Once found throughout thousands of kilometers of Amazon waters, populations of river otters have been reduced to only two species, found mainly in remote headwaters and oxbow lakes. The larger species, the giant otter, is most commonly seen in lakes in Parque Nacional Manu, Reserva Nacional Tambopata in remotes areas of the Reserva Nacional Pacaya Samiria.
A family generally consists of a pair of adults plus a few juveniles. Their home is a mud cave in a lake bank marked by trampled vegetation and carefully placed boundaries of feces and urine.
The giant otter has stubby feet, which makes it an awkward land traveler, but a powerful flat tail, which makes it an impressively fast and acrobatic swimmer. With luck, otters can be seen and heard chomping on their fish catch from their log perches or even taking sun baths. Otters hunt baby caimans, snakes, and young turtles.

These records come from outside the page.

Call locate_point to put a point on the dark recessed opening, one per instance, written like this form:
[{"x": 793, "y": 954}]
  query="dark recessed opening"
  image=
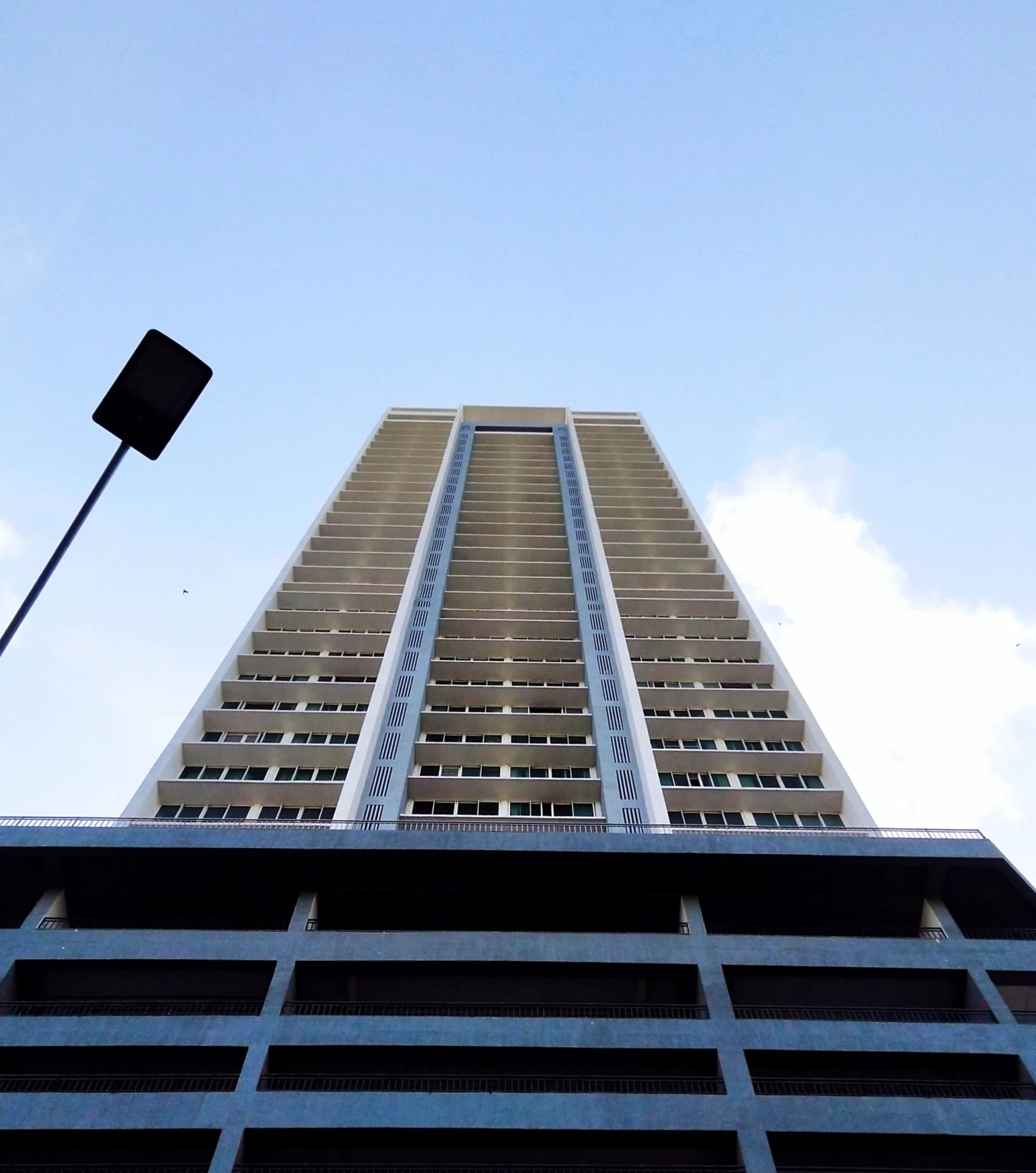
[
  {"x": 52, "y": 988},
  {"x": 926, "y": 1155},
  {"x": 120, "y": 1069},
  {"x": 930, "y": 1075},
  {"x": 497, "y": 988},
  {"x": 83, "y": 1150},
  {"x": 853, "y": 995},
  {"x": 492, "y": 1069},
  {"x": 498, "y": 1149}
]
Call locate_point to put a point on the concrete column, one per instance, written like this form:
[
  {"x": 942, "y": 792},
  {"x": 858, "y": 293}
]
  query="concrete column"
[
  {"x": 936, "y": 915},
  {"x": 227, "y": 1150},
  {"x": 755, "y": 1150},
  {"x": 51, "y": 904}
]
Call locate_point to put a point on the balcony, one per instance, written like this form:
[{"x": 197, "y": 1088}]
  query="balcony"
[
  {"x": 119, "y": 1069},
  {"x": 855, "y": 995},
  {"x": 931, "y": 1076},
  {"x": 497, "y": 990},
  {"x": 52, "y": 989},
  {"x": 624, "y": 1071}
]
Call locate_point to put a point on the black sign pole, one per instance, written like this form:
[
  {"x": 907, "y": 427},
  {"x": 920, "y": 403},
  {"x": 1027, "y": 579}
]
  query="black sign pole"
[
  {"x": 144, "y": 408},
  {"x": 63, "y": 546}
]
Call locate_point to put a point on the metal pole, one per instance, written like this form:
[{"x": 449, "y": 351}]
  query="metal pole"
[{"x": 63, "y": 546}]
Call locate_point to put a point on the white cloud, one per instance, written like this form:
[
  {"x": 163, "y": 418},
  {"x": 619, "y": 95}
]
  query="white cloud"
[
  {"x": 11, "y": 547},
  {"x": 930, "y": 702},
  {"x": 20, "y": 262},
  {"x": 11, "y": 543}
]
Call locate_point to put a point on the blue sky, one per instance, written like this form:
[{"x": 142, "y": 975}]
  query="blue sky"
[{"x": 799, "y": 237}]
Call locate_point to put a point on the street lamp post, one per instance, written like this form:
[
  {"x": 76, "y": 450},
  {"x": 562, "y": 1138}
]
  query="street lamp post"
[{"x": 144, "y": 408}]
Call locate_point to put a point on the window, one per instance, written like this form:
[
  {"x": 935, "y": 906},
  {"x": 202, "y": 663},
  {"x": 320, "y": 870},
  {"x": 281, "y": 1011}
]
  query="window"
[
  {"x": 706, "y": 819},
  {"x": 553, "y": 772},
  {"x": 230, "y": 774},
  {"x": 316, "y": 707},
  {"x": 471, "y": 738},
  {"x": 542, "y": 739},
  {"x": 324, "y": 738},
  {"x": 293, "y": 815},
  {"x": 440, "y": 807},
  {"x": 704, "y": 743},
  {"x": 811, "y": 821},
  {"x": 552, "y": 811},
  {"x": 780, "y": 781},
  {"x": 703, "y": 779},
  {"x": 246, "y": 738},
  {"x": 757, "y": 713},
  {"x": 674, "y": 712},
  {"x": 285, "y": 707},
  {"x": 459, "y": 771},
  {"x": 172, "y": 811},
  {"x": 310, "y": 774},
  {"x": 548, "y": 710},
  {"x": 465, "y": 709}
]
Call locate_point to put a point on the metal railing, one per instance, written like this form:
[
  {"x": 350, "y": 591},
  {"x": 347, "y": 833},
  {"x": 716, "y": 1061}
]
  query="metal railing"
[
  {"x": 932, "y": 1089},
  {"x": 64, "y": 1082},
  {"x": 83, "y": 1008},
  {"x": 165, "y": 925},
  {"x": 532, "y": 1166},
  {"x": 1000, "y": 934},
  {"x": 487, "y": 825},
  {"x": 641, "y": 1085},
  {"x": 498, "y": 1009},
  {"x": 731, "y": 928},
  {"x": 866, "y": 1014},
  {"x": 117, "y": 1166}
]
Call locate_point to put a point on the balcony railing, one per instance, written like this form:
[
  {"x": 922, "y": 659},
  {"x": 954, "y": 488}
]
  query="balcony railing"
[
  {"x": 112, "y": 1166},
  {"x": 636, "y": 1085},
  {"x": 497, "y": 1009},
  {"x": 60, "y": 1082},
  {"x": 866, "y": 1014},
  {"x": 497, "y": 825},
  {"x": 723, "y": 928},
  {"x": 401, "y": 1166},
  {"x": 932, "y": 1089},
  {"x": 84, "y": 1008},
  {"x": 1000, "y": 934},
  {"x": 164, "y": 925}
]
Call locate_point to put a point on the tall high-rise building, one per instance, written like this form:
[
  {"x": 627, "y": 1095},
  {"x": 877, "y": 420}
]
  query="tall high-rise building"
[{"x": 502, "y": 840}]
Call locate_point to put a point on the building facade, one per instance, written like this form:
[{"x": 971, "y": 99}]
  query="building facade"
[{"x": 502, "y": 839}]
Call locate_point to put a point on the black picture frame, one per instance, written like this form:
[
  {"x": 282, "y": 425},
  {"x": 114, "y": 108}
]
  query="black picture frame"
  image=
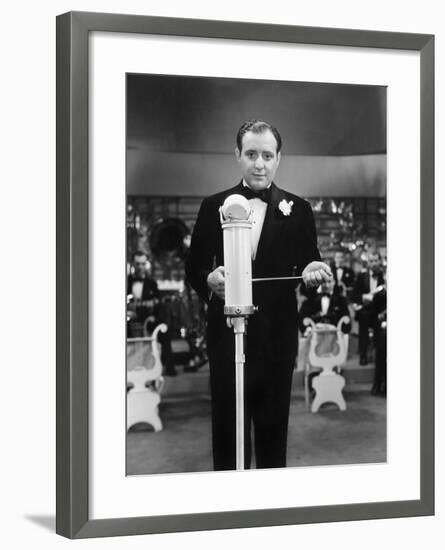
[{"x": 72, "y": 226}]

Though extremely inquisitive animals, they steer clear of predators such as adult black caimans and anaconda. If attached, however, a group of otters can use their powerful jaws and swimming abilities to prevail over these much larger predators.
Because of intense hunting between the 1940s and 1970s, otter populations have plummeted and become declared an endangered species. Even though it is illegal to hunt otters and sell their pelts, river otter populations continue to decline in some areas. Because they are at the top of the food chain, many biologists consider their decline to be a worrisome sign of watershed contamination from the mercury used in gold mining.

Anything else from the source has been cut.